ぜひ参考にして、 健康的て快適な毎日を過ごしましょう。
冷え症>
冷えを訴える人は圧倒的に女性が多く、成人女性の半数近くが冷えると答えた調査結果もあります。その原因には貧血、低血圧、性ホルモンや自律神経失調、甲状腺機能低下などがありますが、ハッキリした原因疾患がみつからない場合も少なくなく、西洋医学的には体質的な「冷え性」と考えます。

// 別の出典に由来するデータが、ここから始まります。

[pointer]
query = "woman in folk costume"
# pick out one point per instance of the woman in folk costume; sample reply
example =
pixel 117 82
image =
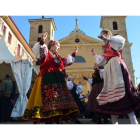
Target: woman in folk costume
pixel 73 87
pixel 97 85
pixel 118 94
pixel 50 99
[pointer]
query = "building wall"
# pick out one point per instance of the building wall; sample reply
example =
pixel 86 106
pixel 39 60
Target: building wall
pixel 14 43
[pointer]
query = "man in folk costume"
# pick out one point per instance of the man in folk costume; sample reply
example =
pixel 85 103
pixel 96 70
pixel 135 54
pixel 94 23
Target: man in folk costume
pixel 50 99
pixel 118 94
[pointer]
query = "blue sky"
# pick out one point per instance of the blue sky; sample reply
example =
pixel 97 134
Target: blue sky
pixel 91 26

漢方では、冷えは種々の健康障害のもとになると考え、「冷え症」といいます。 冷えは中高年女性のものとは限りません。最近では若い女性にも冷えを訴える人が増えています。 不規則な生活やストレス、過度の冷暖房、入浴にかわるシャワーなど生活環境にもその誘因があるようです。

〈症状〉
夏でも靴下が放せない、背中に携帯用カイロを入れなくては寒くて眠れないといった、普通の人では冷たさを感じない温度でも手足や腰などに不快な冷感を感じる状態です。エアコンの風にあたるだけで体調が悪くなる、という人も少なくありません。

〈治療の視点〉
▽西洋医学の眼
貧血や甲状腺機能異常などの原因疾患がある場合は、まずそれを治療します。体質的な場合、手足などの血行不良を改善するために末梢循環改善薬などを使いますが、一般には冷えを体質的な性(たち)と考え、積極的に治療することは多くありません。
▽漢方治療の眼
これに対し漢方では、冷えは放置すれば月経痛をはじめとする様々な症状につながるものと考え、その治療を非常に重視します。治療には末梢血流だけでなく全身の気・血・水バランス改善が重要で、そのためには症状に合わせた幅広い漢方薬が選択されます。
また、冷え症は虚証に特有の症状ととらえられがちですが、時に中間証、実証にも冷えとのぼせが混在する症状がみられます。この様な症状に虚証に使うような体を温めるような漢方を使っては、かえって症状を悪くする場合があります。

漢方の見方B〈冷えのタイプを知る〉
血行不良以外にも漢方的には自律神経の乱れや新陳代謝低下、胃腸機能低下などが冷え症の原因に考えられます。
 ●全身で冷感を感じる、体が冷たい:新陳代謝低下、胃腸機能低下による冷えが考えられます。
 ●手足の先が冷える:末梢のうっ血、血によっておきます。
 ●むくみなどがある人の冷え:水分代謝異常が考えられます。
これらはそれぞれ気・血・水のとどこおりであり、このために体の機能の バランスが崩れていると考えます。